Figure 2 : à droite, la reproduction par le modèle théorique des propriétés des états du cadmium-110 et à gauche, les états mesurées expérimentalement.
Cette représentation idéale des noyaux de cadmium comme « vibrateurs sphériques » a cependant été mise à mal dès les années 70 par l’observation expérimentale d’états de basse énergie d’excitation dont les propriétés (énergie et voies de décroissance) ne pouvaient être reproduites dans le cadre du modèle vibrationnel du noyau atomique. Ces états « anormaux » se répartissent en deux catégories : des états dont le caractère vibrationnel est bien connu mais dont les voies de décroissance ne sont pas telles qu’attendues (transitions en rouge dans la figure) et des états non vibrationnels, appelés « intrus » (états et transitions en bleu dans la figure 2).

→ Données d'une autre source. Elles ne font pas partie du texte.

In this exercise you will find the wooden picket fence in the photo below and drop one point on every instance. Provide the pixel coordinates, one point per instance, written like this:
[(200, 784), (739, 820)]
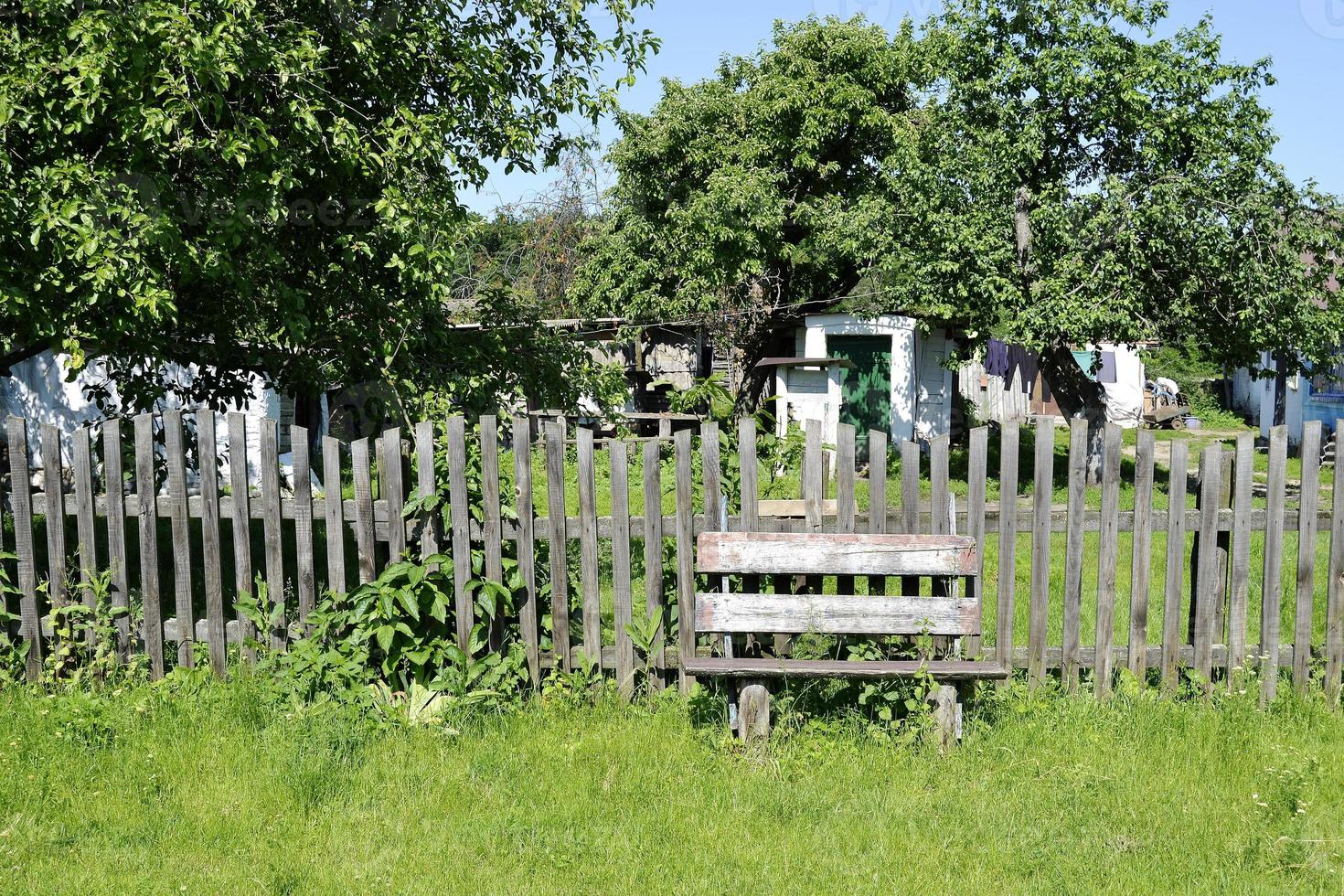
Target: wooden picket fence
[(1207, 635)]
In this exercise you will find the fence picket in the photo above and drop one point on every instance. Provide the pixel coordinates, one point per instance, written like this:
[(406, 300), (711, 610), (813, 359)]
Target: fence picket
[(976, 526), (238, 491), (558, 544), (1207, 561), (146, 492), (652, 463), (1272, 584), (1108, 557), (180, 538), (271, 521), (461, 523), (1141, 555), (1307, 527), (56, 509), (1335, 587), (1175, 563), (592, 589), (1009, 438), (20, 492), (391, 485), (1074, 551), (428, 484), (217, 626), (117, 557), (1043, 486), (88, 544), (1241, 559), (305, 578), (684, 557), (621, 566), (526, 543), (335, 508)]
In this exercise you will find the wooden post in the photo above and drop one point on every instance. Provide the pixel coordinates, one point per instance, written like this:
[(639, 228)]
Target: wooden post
[(1108, 555), (20, 484), (1307, 527), (117, 555), (1272, 584), (1175, 563), (146, 493), (1141, 558), (1007, 546), (1074, 551), (1043, 492), (217, 626), (526, 541)]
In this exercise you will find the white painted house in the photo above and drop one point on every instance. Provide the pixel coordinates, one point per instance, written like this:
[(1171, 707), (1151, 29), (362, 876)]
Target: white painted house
[(869, 372)]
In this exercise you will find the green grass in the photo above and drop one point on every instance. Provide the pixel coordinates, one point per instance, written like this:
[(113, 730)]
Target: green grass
[(155, 792)]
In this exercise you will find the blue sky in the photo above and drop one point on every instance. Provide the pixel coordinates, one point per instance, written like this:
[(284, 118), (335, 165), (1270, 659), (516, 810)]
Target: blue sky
[(1306, 39)]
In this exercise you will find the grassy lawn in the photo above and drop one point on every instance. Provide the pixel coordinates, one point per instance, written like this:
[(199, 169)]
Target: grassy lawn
[(206, 789)]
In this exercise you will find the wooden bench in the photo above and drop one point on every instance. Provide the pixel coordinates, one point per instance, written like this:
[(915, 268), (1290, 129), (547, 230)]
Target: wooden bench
[(946, 559)]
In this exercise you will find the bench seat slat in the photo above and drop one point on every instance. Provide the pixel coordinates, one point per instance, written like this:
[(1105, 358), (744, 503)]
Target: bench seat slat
[(771, 667), (820, 554), (835, 614)]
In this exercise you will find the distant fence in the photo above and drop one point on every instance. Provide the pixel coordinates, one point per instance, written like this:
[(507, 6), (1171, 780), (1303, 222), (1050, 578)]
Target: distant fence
[(304, 543)]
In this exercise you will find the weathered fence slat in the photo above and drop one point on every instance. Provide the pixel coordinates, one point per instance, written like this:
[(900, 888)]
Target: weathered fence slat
[(526, 547), (428, 484), (1272, 586), (618, 453), (1074, 543), (684, 555), (1207, 561), (1175, 563), (305, 577), (877, 497), (20, 484), (1335, 587), (392, 489), (652, 463), (117, 557), (272, 532), (145, 491), (1041, 495), (1241, 560), (1141, 555), (558, 544), (88, 547), (1307, 554), (56, 509), (1108, 555), (461, 531), (365, 532), (335, 509), (978, 460), (909, 503), (1009, 440), (240, 493), (592, 589), (210, 547)]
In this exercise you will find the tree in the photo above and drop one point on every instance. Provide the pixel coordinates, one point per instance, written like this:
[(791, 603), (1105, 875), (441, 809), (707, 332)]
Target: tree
[(763, 194), (272, 186), (1044, 171)]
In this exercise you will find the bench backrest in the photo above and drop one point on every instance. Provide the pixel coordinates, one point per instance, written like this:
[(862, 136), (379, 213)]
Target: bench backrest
[(841, 555)]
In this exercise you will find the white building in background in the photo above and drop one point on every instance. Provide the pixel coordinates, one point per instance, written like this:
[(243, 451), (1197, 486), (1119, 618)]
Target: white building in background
[(869, 372), (40, 389)]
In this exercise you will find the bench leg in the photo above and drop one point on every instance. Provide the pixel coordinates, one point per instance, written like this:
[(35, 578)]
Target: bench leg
[(754, 710), (946, 713)]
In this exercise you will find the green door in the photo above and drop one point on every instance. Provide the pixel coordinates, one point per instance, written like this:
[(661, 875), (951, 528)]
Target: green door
[(866, 387)]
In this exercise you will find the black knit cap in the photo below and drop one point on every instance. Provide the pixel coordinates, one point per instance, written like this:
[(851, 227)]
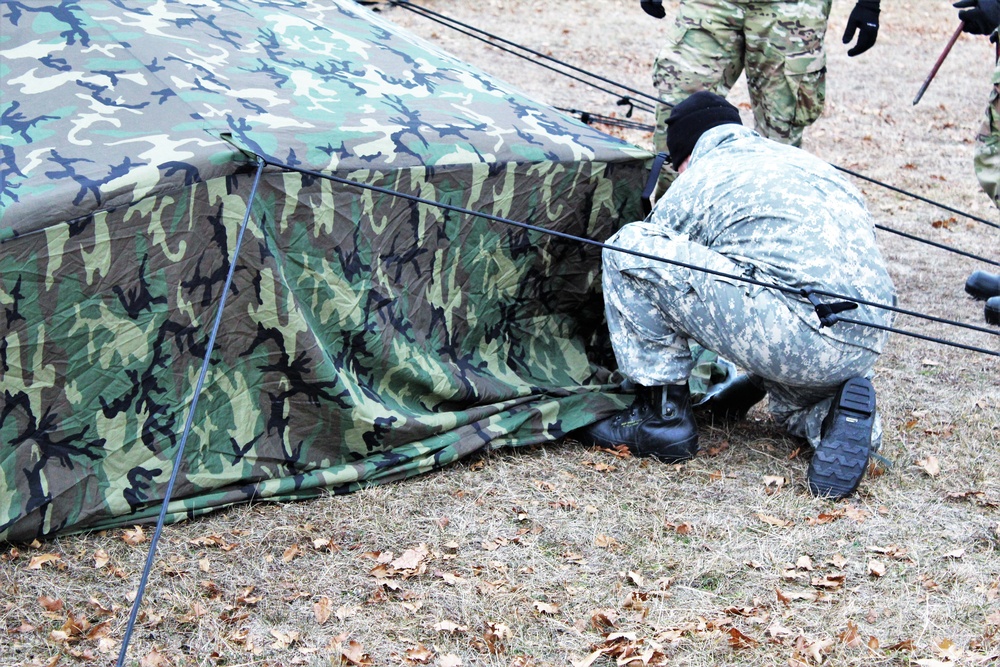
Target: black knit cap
[(692, 118)]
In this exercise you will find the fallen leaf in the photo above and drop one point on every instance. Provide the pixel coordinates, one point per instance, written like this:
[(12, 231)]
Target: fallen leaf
[(929, 465), (828, 581), (739, 640), (409, 559), (290, 553), (134, 537), (450, 627), (606, 542), (817, 648), (774, 521), (546, 608), (850, 636), (419, 654), (154, 659), (774, 483), (50, 604), (601, 619), (838, 561), (354, 654), (346, 611), (321, 610), (589, 660), (36, 562)]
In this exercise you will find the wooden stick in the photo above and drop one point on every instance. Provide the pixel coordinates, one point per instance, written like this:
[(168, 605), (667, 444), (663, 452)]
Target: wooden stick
[(937, 65)]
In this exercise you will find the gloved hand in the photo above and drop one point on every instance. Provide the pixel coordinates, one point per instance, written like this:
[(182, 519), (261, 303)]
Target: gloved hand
[(653, 7), (980, 16), (864, 20)]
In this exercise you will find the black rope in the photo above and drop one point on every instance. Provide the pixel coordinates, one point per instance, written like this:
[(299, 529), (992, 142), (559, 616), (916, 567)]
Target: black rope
[(916, 196), (604, 246), (586, 117), (178, 457), (491, 39), (589, 116), (486, 37)]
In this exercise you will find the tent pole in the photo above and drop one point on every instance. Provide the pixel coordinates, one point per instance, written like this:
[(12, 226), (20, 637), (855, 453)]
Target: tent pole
[(179, 456)]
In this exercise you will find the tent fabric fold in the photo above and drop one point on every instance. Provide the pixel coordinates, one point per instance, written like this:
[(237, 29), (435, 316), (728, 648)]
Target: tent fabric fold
[(366, 337)]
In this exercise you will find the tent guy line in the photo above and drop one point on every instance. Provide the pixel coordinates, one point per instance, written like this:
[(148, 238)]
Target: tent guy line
[(827, 316), (827, 313), (489, 38), (589, 117)]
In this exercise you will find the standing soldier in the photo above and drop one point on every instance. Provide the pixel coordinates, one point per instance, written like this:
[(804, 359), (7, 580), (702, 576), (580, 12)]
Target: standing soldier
[(981, 17), (778, 42)]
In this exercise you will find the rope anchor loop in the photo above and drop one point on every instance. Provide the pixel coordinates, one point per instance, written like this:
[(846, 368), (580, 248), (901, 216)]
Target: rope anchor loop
[(827, 312), (627, 101)]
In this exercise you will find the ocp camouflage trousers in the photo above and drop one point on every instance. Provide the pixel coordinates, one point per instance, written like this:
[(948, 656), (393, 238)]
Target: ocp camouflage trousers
[(653, 308), (778, 43), (987, 152)]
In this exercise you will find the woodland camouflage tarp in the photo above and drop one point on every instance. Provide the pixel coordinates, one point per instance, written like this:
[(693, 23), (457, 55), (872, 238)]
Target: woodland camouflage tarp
[(365, 338)]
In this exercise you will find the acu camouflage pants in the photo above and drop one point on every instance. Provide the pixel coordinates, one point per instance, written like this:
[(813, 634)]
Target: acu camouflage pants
[(653, 309), (778, 42)]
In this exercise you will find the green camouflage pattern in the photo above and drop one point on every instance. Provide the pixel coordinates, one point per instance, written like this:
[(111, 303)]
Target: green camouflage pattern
[(778, 43), (986, 160), (366, 337)]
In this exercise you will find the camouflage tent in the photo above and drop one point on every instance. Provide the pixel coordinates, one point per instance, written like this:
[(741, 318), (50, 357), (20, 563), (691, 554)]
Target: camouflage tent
[(367, 336)]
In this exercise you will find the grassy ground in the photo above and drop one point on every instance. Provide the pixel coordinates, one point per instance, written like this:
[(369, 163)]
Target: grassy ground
[(562, 555)]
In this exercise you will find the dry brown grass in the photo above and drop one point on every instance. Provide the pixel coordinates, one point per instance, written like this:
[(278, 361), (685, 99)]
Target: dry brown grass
[(528, 553)]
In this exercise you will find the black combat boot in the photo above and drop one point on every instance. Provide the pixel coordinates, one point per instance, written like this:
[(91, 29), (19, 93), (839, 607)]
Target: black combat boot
[(841, 459), (991, 311), (983, 285), (734, 400), (659, 423)]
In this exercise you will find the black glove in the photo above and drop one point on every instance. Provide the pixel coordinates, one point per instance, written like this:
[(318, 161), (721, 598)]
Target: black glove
[(864, 20), (653, 7), (980, 16)]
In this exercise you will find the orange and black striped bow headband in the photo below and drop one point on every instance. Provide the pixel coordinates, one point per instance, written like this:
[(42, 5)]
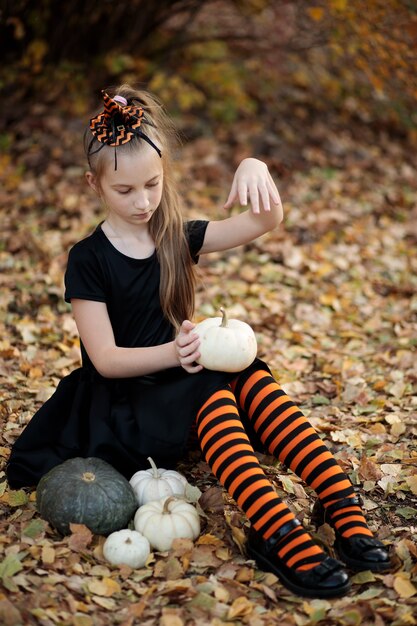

De nombreux travaux théoriques ont tenté sans succès de concilier la nature vibrationnelle des noyaux de cadmium, caractérisés par les états et transitions en noir dans la figure, et les propriétés particulières des autres états excités observés (en rouge et en bleu). C’est maintenant chose faite avec cette étude comme en témoigne la comparaison proposée dans la figure : non seulement les états de vibration présentant des propriétés de décroissance « anormales » sont correctement reproduits, mais la nouvelle approche théorique proposée indique que les états de vibrations normaux et anormaux ne se mélangent que faiblement avec les états « intrus ».
Ce travail, qui résout une problématique vieille de plusieurs dizaines d’années, a fait l’objet d’une « communication rapide » ainsi que d’une suggestion de lecture de la part de l’éditeur de la revue Physical Review C.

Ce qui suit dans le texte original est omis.